We always in inevitability end up with duplicates data where we don’t need it. This is a simple way to find and remove those duplicates. I have documented this procedure for MSSQL 2008 up. Email me if you want the same type of procedure for Databases where you cannot run a CTE (common Table expression).
Finding the duplicates
The first hurdle to success is to find the columns that we can use to determine whether the duplicate exists, this is don’t by writing a query to verify the duplicate Data exists, without that then this is almost a pointless task. In my case It was with a customer Table (Table and Column obfuscated names obviously). Numerous customers had value had duplicate ProfileKey’s, whilst this is only an idea it was critical to avoid duplicates in many systems such as billing and customer management systems.
WITH CTE_DUPLICATE_Profile AS ( SELECT Id, ROW_NUMBER() OVER (PARTITION BY ProfileKey, CustomerName, ORDER BY CustomerId) AS row_num, CustomerId, CustomerName, BusinessSystem, UpdateDate FROM CustomerProfile ) SELECT * FROM CTE_DUPLICATE_Profile WHERE row_num > 1;
Looking at the code above, we essentially are numbering the rows per occurrence. Obviously, any row number greater then two means that duplicates exist, this is performed by the filter “WHERE row_num > 1;”.
Removing the Duplicates
Now to remove the duplicate we need to alter our script slightly, so that we can delete these duplicate rows. Depending on your requirements you will need to filter you records to determine which is the most current or Valid row you want to keep.

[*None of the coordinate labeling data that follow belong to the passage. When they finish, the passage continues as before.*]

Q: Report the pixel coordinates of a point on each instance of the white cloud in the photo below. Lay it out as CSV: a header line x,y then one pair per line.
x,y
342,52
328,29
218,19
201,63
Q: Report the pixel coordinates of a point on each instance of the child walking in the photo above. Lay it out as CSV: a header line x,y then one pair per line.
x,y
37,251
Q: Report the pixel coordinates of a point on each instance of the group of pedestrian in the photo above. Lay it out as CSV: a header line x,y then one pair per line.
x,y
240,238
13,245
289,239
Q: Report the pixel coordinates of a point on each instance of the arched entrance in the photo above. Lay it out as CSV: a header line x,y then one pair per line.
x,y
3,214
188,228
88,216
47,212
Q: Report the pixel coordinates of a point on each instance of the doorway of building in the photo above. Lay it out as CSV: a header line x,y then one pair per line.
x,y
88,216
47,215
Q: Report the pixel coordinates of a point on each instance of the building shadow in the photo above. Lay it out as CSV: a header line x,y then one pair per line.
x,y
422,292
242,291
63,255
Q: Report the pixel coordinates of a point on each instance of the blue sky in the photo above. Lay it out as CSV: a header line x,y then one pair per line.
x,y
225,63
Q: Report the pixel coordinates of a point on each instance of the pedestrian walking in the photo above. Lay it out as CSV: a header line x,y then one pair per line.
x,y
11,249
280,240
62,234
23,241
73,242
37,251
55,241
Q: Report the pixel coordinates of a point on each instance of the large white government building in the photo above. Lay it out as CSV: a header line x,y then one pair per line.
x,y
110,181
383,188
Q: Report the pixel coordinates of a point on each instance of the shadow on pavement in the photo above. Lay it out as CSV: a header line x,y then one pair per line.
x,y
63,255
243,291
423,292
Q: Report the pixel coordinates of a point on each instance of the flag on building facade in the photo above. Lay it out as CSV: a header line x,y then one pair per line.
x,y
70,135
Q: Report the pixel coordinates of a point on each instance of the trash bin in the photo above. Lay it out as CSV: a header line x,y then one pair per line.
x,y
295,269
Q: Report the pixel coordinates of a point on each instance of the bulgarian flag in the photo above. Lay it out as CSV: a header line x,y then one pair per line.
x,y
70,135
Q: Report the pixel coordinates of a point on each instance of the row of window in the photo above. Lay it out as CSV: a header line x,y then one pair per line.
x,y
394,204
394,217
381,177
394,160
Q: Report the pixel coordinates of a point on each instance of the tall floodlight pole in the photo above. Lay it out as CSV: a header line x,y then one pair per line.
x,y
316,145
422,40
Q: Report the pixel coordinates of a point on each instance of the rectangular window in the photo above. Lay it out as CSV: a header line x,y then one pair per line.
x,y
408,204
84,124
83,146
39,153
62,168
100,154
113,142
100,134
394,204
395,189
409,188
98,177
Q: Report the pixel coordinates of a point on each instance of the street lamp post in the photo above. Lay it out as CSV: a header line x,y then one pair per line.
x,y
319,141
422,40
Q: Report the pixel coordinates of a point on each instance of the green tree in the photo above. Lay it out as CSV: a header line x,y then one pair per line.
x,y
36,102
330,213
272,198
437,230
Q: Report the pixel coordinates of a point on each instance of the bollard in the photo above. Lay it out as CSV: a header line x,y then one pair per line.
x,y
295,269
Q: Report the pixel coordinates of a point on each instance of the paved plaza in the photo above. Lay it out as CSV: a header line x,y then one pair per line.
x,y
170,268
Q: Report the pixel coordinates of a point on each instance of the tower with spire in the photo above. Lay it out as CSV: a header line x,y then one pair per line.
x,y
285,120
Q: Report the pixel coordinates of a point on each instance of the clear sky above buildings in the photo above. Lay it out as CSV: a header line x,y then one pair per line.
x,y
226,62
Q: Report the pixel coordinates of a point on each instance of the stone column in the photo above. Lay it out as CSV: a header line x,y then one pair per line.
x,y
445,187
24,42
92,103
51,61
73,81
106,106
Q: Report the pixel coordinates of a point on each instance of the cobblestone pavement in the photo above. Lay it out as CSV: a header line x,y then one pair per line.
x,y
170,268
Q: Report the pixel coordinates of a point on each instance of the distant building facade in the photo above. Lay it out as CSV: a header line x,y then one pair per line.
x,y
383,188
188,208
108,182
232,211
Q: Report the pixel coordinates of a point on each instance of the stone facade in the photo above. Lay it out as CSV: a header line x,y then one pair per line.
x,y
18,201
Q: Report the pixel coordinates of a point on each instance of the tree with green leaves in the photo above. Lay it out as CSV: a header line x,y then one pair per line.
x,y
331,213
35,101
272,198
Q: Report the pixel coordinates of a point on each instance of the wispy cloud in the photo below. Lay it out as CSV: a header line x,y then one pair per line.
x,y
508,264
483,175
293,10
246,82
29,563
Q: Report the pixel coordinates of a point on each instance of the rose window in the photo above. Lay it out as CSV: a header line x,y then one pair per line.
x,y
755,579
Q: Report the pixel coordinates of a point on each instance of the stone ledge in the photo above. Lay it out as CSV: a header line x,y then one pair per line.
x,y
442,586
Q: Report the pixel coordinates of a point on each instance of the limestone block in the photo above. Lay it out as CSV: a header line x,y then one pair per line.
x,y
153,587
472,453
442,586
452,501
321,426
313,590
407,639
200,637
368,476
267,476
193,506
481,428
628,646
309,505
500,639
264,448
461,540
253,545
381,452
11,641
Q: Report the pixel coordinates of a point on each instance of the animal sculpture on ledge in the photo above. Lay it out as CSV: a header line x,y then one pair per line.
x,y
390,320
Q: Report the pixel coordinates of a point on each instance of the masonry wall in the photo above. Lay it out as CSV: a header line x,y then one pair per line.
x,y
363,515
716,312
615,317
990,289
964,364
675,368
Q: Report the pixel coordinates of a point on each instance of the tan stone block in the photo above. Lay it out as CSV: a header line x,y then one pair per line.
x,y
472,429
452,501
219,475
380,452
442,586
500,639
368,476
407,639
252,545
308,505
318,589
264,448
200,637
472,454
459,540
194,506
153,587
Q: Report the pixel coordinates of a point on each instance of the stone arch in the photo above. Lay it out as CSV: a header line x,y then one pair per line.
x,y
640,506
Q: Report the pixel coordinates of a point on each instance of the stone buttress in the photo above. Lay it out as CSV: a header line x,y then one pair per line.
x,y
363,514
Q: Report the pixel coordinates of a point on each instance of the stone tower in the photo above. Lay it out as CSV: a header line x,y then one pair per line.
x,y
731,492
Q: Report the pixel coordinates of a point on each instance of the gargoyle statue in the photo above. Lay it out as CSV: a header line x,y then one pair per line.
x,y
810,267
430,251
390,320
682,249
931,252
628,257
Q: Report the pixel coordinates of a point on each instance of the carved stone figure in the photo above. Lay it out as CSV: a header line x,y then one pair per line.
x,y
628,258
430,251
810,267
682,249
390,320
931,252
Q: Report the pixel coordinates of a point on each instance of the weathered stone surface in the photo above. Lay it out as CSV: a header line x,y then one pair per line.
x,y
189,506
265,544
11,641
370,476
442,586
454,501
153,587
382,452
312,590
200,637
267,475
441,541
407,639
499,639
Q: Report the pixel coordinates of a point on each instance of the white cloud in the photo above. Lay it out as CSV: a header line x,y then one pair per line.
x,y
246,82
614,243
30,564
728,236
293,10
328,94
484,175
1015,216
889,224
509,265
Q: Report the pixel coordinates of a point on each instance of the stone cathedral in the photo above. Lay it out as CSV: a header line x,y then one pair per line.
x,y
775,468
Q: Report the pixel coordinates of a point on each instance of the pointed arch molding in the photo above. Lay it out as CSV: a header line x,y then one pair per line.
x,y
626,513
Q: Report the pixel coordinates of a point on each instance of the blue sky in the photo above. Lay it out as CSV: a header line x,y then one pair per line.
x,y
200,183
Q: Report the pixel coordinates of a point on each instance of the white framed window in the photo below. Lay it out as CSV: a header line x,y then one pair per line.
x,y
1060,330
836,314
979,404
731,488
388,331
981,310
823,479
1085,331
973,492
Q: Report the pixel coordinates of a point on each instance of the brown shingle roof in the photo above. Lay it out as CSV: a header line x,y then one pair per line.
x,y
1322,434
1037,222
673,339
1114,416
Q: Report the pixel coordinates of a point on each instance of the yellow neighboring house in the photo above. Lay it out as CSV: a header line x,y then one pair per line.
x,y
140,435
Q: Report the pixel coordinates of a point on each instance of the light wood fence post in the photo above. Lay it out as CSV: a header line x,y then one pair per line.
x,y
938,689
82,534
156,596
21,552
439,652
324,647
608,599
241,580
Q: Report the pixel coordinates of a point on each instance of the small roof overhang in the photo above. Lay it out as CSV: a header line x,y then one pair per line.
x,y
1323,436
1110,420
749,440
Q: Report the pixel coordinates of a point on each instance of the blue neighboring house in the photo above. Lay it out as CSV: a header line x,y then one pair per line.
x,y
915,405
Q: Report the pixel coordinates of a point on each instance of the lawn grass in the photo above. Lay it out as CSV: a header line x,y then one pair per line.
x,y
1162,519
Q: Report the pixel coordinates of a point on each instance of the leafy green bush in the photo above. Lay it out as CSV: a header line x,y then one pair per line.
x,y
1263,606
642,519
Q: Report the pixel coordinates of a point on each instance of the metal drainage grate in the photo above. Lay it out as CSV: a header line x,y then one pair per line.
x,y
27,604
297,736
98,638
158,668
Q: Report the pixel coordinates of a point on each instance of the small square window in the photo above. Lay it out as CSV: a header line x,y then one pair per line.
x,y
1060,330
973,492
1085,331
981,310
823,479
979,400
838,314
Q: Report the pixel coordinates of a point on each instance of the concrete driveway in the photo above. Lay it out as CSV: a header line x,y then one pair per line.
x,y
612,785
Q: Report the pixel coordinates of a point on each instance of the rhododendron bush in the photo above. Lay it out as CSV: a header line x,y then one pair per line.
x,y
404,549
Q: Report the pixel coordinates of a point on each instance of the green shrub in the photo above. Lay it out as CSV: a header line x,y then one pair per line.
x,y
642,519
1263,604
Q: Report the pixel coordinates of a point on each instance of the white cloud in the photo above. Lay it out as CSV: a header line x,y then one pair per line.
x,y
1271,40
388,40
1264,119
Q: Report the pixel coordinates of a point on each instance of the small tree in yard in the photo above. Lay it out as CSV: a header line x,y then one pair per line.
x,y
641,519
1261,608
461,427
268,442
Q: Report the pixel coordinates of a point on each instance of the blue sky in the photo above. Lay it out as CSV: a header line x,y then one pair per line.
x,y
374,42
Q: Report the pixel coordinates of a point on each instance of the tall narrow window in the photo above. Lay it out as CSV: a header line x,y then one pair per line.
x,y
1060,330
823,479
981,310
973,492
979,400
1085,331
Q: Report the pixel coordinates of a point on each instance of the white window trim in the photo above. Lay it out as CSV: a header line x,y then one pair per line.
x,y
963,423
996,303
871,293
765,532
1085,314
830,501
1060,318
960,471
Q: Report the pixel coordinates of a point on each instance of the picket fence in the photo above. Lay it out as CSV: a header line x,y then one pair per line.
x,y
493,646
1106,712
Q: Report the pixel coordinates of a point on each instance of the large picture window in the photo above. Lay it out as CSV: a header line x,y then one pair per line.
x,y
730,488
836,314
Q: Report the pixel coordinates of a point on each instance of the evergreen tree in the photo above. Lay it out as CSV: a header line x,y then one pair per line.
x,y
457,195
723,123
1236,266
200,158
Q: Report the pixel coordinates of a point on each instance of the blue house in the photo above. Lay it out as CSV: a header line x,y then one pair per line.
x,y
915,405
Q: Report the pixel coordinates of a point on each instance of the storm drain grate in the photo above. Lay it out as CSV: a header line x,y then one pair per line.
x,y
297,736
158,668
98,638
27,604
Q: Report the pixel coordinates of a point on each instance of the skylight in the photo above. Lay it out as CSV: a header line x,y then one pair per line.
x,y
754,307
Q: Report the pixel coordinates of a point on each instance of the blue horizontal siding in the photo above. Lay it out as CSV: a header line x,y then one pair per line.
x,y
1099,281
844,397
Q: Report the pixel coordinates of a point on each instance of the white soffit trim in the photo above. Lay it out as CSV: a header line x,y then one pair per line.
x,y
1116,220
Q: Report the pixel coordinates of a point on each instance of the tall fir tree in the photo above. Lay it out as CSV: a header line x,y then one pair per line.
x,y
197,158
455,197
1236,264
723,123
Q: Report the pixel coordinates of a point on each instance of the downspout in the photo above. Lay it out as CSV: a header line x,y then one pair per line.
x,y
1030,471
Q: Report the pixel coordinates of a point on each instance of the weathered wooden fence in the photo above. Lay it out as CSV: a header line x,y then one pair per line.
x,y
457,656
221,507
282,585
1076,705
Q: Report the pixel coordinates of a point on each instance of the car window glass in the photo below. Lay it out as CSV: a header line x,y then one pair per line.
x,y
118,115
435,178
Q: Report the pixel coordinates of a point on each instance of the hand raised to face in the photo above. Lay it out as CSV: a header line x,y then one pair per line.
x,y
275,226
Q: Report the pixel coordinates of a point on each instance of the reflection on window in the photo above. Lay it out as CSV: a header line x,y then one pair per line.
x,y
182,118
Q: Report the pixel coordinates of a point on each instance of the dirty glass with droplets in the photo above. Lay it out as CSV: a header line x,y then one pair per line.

WITH CTE_DUPLICATE_Profile AS ( SELECT Id, ROW_NUMBER() OVER (PARTITION BY ProfileKey, CustomerName, ORDER BY CustomerId) AS row_num, CustomerId, CustomerName, BusinessSystem, UpdateDate FROM CustomerProfile ) DELETE FROM CTE_DUPLICATE_Profile WHERE row_num > 1;
In this simple real world Scenario we have deleted the duplicates, we can employ the same method to find, Merge and Delete the duplicates.